La Salle s’était retiré un peu, ne voulant pas troubler par sa présence, cette scène de famille ; sortant de sa poche une petite gourde d’eau-de-vie, il dit au chasseur :

« Ceci pourrait peut-être le ranimer ; donne-le à la femme.

— Veux-tu essayer l’eau-de-feu ? dit Nika, se rapprochant de l’Indienne.

— Je n’en ai pas !

— En voici ; essaie de lui en faire avaler quelques gouttes. »

La femme prit la gourde et la porta aux lèvres du moribond, elle réussit à lui en faire prendre une gorgée. Il se redressa soudain, galvanisé par l’effet de l’alcool :

« Femme, dit-il, femme fidèle, l’Aigle va te quitter !

— Ho ! Non ! Non ! gémit celle-ci.

— Aiglon Blanc, continua l’Indien, dont la voix faiblissait, tu seras toujours brave, fier,… jamais perfide… jure-le !

— L’Aiglon le jure, ô père, dit gravement l’adolescent, les yeux pleins de larmes.

— Je meurs, femme… je meurs… le serpent… ho… »

Un spasme convulsif le secoua… il retomba lourdement, il était mort !

Les deux visiteurs ne savaient trop que faire ; La Salle voulut dire à l’Indienne quelques mots de sympathie mais elle ne l’entendit même pas ; elle s’était jetée sur le cadavre de son mari et gémissait avec désespoir, tandis que l’Aiglon, accablé par son chagrin filial, se tenait droit et immobile au chevet de son père.

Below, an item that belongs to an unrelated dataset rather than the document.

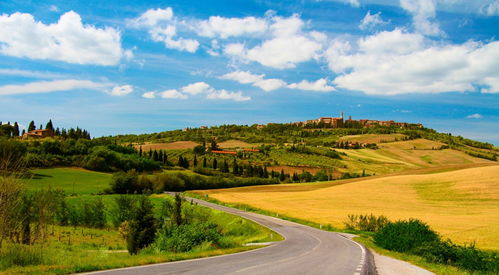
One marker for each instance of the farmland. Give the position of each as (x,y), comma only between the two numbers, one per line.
(462,205)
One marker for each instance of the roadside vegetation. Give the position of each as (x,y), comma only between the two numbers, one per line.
(42,230)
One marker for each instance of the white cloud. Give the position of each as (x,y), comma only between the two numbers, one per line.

Nika s’approcha de l’adolescent et passa son bras autour de ses épaules :

« Tu étais son ami, fit l’Aiglon, tu sais combien il était bon !

— C’est un grand chef qui disparaît, dit gravement le chasseur ; je pleure avec toi le fier Aquipanetin[1] l’Aigle du Rocher, le plus valeureux des Illinois ! »

  1. Un chef sioux a aussi porté ce nom.